Pourquoi l'art préhistorique ? Jean Clottes Folio Essai
Présentation par l’éditeur :
Les hommes des Temps glaciaires ont pénétré dans les grottes profondes pour y dessiner et s’y livrer à de mystérieuses cérémonies, dont parois et sols portent à l’occasion les traces. Ils ont aussi orné les parois de certains abris ou ils habitaient de leurs gravures, peintures et sculptures représentant le plus souvent des animaux. Parfois, ce furent sur des roches isolées dans la nature ou au bord de rivières que des gravures se sont exceptionnellement conservées. Tenter d’approcher les raisons qui guidèrent ces gens peut paraître une gageure. Nombre de spécialistes esquivent la question du « Pourquoi ? », lui préférant le « Quoi ? » (description et étude des thèmes représentés, que l’on veut aussi complètes et « objectives » que possible), le « Quand ? » (problèmes de datation et de chronologie) et le « Comment » (étude minutieuse des techniques utilisées).

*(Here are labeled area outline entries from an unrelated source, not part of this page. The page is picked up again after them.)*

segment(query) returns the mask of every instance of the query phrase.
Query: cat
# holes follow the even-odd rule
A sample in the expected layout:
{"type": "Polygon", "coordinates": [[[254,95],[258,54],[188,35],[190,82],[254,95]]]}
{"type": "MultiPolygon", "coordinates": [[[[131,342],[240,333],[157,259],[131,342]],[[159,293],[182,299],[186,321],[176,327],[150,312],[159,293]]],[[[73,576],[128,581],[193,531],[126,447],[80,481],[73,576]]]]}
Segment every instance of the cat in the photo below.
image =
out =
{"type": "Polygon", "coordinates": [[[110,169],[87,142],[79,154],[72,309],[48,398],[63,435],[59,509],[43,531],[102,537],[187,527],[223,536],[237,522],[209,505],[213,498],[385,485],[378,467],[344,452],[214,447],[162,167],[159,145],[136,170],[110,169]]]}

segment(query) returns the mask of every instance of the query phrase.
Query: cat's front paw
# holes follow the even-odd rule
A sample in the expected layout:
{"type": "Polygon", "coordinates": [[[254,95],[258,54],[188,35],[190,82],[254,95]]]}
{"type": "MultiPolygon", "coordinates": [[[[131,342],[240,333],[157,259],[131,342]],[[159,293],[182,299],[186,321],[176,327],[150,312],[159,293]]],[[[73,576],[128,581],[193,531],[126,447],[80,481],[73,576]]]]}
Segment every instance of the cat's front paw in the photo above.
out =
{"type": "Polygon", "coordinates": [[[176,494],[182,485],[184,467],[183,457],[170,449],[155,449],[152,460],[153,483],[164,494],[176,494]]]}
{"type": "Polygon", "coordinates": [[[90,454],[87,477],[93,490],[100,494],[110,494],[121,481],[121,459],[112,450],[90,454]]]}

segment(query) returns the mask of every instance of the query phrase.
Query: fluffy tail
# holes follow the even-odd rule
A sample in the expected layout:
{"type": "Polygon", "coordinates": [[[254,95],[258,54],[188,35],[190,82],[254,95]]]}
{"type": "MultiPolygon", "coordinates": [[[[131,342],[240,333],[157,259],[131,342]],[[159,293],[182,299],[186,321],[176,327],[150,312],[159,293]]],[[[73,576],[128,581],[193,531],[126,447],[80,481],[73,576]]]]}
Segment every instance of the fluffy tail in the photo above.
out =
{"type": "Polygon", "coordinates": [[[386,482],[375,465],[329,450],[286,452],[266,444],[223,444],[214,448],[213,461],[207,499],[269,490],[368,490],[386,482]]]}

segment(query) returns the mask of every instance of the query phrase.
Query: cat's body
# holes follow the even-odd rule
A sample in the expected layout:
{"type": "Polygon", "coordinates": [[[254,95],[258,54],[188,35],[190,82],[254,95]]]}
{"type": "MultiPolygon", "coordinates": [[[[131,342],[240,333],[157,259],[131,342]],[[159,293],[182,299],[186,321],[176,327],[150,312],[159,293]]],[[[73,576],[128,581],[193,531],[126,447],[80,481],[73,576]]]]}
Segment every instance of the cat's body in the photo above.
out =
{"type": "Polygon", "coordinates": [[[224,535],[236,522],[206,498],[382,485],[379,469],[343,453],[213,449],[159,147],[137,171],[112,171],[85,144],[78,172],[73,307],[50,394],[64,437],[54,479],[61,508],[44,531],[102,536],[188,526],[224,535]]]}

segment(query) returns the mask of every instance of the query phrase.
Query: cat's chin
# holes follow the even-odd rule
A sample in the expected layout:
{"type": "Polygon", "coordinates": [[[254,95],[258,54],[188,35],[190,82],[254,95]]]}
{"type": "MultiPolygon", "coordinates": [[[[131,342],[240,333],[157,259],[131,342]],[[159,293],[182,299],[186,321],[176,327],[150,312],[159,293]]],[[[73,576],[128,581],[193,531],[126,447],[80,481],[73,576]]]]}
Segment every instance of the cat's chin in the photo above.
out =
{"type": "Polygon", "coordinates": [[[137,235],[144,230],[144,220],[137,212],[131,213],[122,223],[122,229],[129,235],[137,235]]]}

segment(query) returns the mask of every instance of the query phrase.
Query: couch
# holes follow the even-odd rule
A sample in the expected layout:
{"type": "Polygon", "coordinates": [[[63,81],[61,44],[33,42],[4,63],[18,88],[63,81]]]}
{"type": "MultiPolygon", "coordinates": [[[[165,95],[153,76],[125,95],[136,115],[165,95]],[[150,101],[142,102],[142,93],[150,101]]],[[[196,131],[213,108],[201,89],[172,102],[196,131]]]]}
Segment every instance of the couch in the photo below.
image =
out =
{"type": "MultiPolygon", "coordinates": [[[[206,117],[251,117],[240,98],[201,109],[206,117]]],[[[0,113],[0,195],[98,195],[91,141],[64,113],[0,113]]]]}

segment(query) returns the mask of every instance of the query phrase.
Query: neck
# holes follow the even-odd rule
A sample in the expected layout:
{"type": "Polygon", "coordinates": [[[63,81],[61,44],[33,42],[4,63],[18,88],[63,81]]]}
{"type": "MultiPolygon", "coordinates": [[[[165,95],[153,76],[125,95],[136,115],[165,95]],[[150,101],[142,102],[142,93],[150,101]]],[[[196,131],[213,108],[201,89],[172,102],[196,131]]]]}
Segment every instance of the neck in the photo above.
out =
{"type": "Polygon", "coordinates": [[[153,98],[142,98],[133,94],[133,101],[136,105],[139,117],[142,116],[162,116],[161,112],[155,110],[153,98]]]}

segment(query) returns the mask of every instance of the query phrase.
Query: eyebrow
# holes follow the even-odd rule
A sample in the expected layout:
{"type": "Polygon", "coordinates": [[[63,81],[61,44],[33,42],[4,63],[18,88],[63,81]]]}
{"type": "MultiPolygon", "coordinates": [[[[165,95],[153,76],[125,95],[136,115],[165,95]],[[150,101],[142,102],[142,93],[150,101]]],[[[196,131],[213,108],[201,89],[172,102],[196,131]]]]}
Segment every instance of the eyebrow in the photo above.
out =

Jean Clottes s’est attaqué à cette question. après une longue carrière de chercheur essentiellement consacrée à des fouilles archéologiques, surtout en grottes et en abris, qui éclairent les modes de vie des paléolithiques, il s’est intéressé à leurs croyances et à leurs conceptions du monde, telles qu’elles devaient s’exprimer dans les grottes ornées, bien mieux sans doute que ce que l’on pouvait en saisir dans les outillages et les restes de leurs activités journalières révélés par les fouilles. Ses fouilles sur tous les continents l’ont conduit à une réflexion comparative : les aborigènes australiens ou Indiens des Amériques par exemple, ont préservé un état d’esprit, une attitude vis-à-vis de la nature et du monde qui remonte à la nuit des temps. Au cours de ces déplacements, Jean Clottes a rencontré David Lewis-Williams, préhistorien sud-africain qui étudie depuis longtemps l’art, la religion et les coutumes des Boschimans du sud de l’Afrique. Il eut l’idée que l’art des paléolithiques, comme celui des artistes San, avait pu être réalise dans le cadre d’une religion de type chamanique. Une collaboration naquit. C’est, de toutes les hypothèses que Jean Clottes recense dans cet ouvrage pour le grand public, celle qui lui parait la plus féconde, car elle explique le plus de faits.
Collection Folio essais n°557
Sortie Novembre 2011
Format poche
336 pages
L’auteur, Jean Clottes
Jean Clottes, né en 1933 dans les Pyrénées, est un préhistorien français, spécialiste du Paléolithique supérieur et de l’art pariétal. Conservateur général du Patrimoine (honoraire), Jean Clottes est expert international pour l’art rupestre auprès de l’ICOMOS et de l’UNESCO.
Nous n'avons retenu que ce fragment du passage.